Lotta tra la vita e la morte il trentottenne travolto da un'auto in via Tuscolana lo scorso lunedì 4 maggio. Le sue condizioni di salute non migliorano e si trova ricoverato da due giorni nel reparto di terapia intensiva dell'ospedale San Giovanni di Roma. La prognosi è riservata e i medici non si pronunciano. L'uomo, di nazionalità bengalese, è rimasto vittima di un investimento, mentre stava attraversando la strada sulle strisce pedonali all'altezza di via Enea. Ad investirlo un trentaseienne italiano, alla guida di una Toyota Yaris, che si è fermato a prestare soccorso. "Non l'ho visto" ha detto il conducente agli agenti della polizia locale di Roma Capitale del Gruppo Appio, intervenuti sul posto per la gestione del traffico per agevolare le operazioni di soccorso e per i rilievi.
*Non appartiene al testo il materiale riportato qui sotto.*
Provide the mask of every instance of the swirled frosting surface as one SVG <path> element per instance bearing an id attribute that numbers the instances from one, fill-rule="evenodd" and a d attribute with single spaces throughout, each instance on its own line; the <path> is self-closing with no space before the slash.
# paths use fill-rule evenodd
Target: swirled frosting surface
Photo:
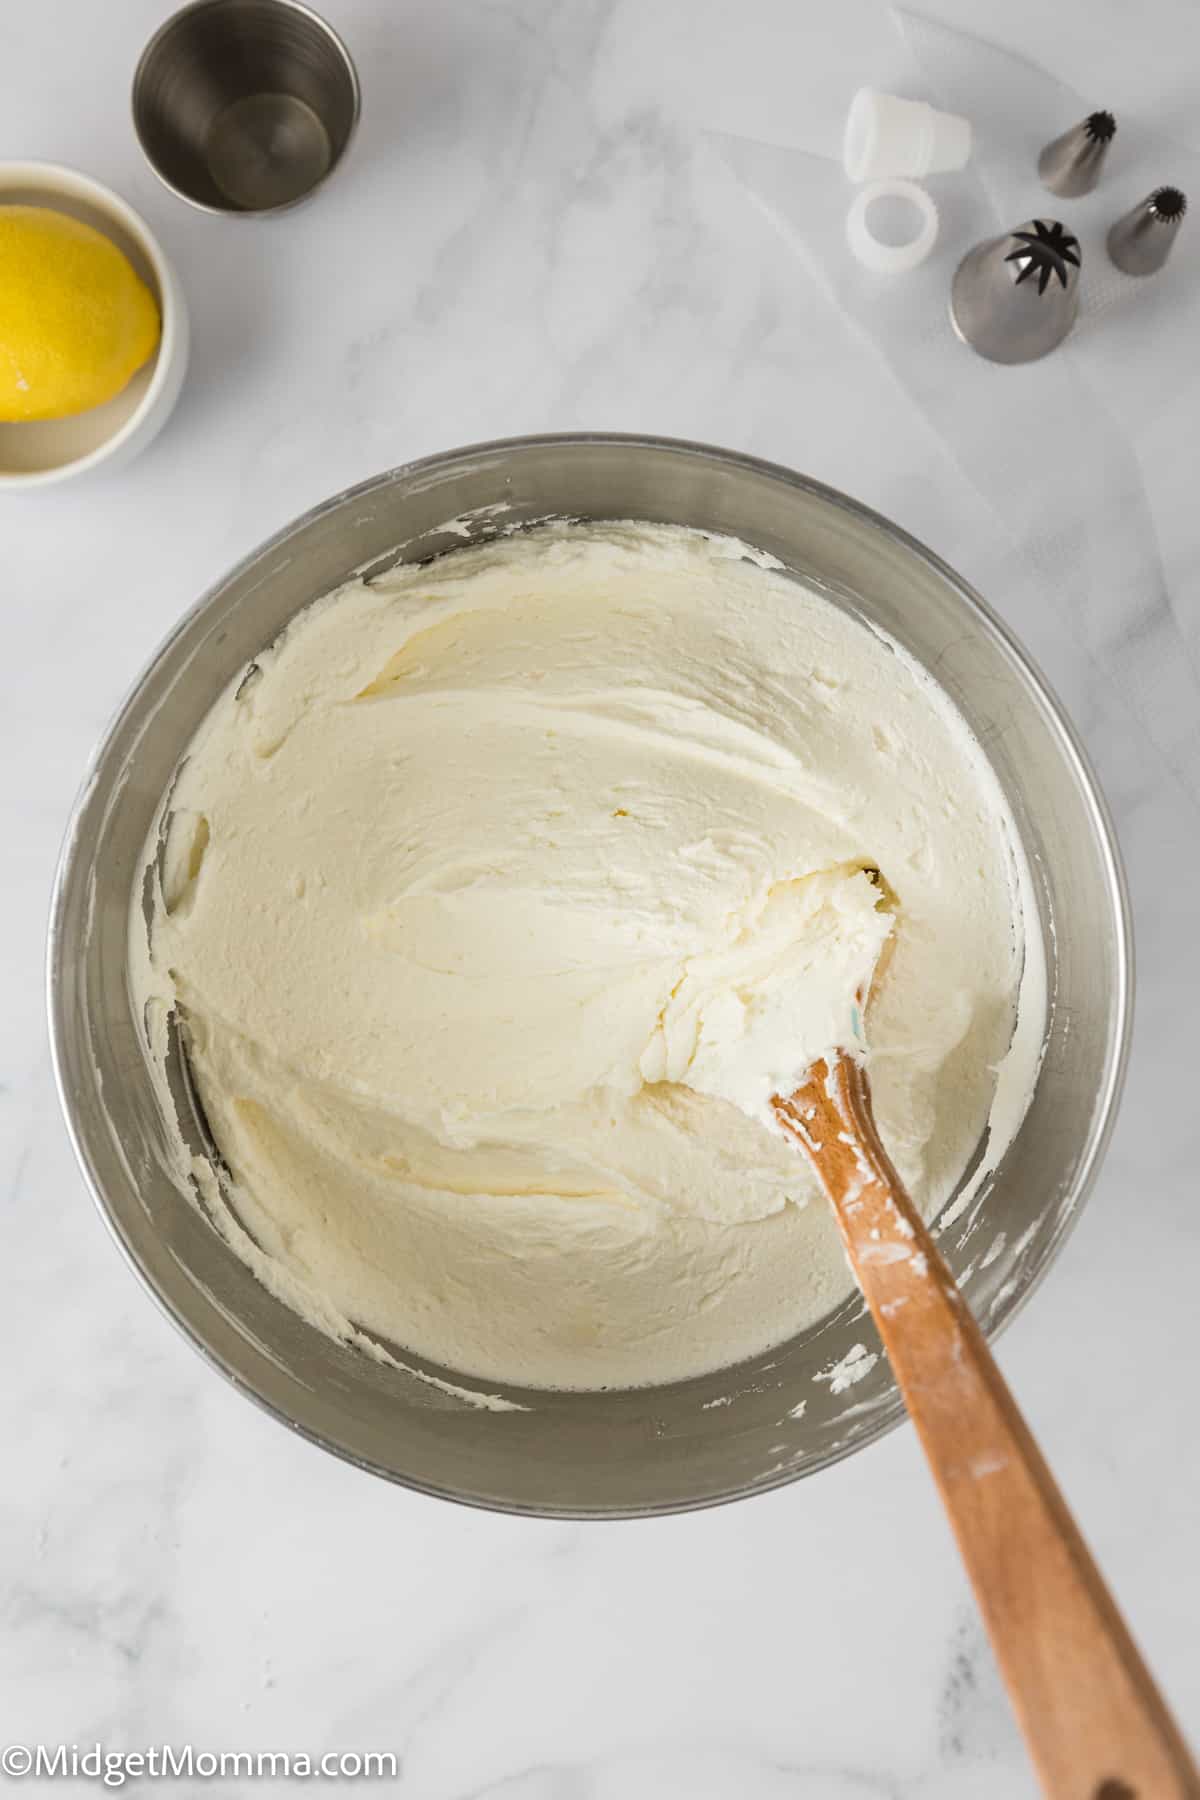
<path id="1" fill-rule="evenodd" d="M 546 526 L 352 583 L 217 703 L 166 805 L 137 999 L 186 1022 L 231 1241 L 325 1328 L 468 1376 L 673 1380 L 845 1294 L 768 1101 L 861 1048 L 885 939 L 876 1112 L 926 1211 L 1006 1056 L 1032 1087 L 982 752 L 895 645 L 728 540 Z"/>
I caschi bianchi indagano sul sinistro per ricostruire l'esatta dinamica dell'accaduto ed accertare eventuali responsabilità da parte del conducente del veicolo.

La denuncia dei cittadini

A denunciare l'accaduto il gruppo Bringyourbike sulla mobilità sostenibile, che ha condiviso con gli utenti le immagini dell'investimento, pubblicandole su Facebook. "Da tempo sollecitiamo interventi che ne riducano la carreggiata e inseriscano in prossimità delle strisce, che devono essere rialzate, dei salvagente che riducano l'esposizione alla minaccia del mezzo a motore. Ma niente, solo asfalto nuovo e vecchia segnaletica. E pensare che proprio su quelle strisce avevamo sollecitato ed ottenuto con la Consulta cittadina per la sicurezza stradale anche un controllo di polizia municipale per il rispetto della precedenza sulle strisce verso il pedone".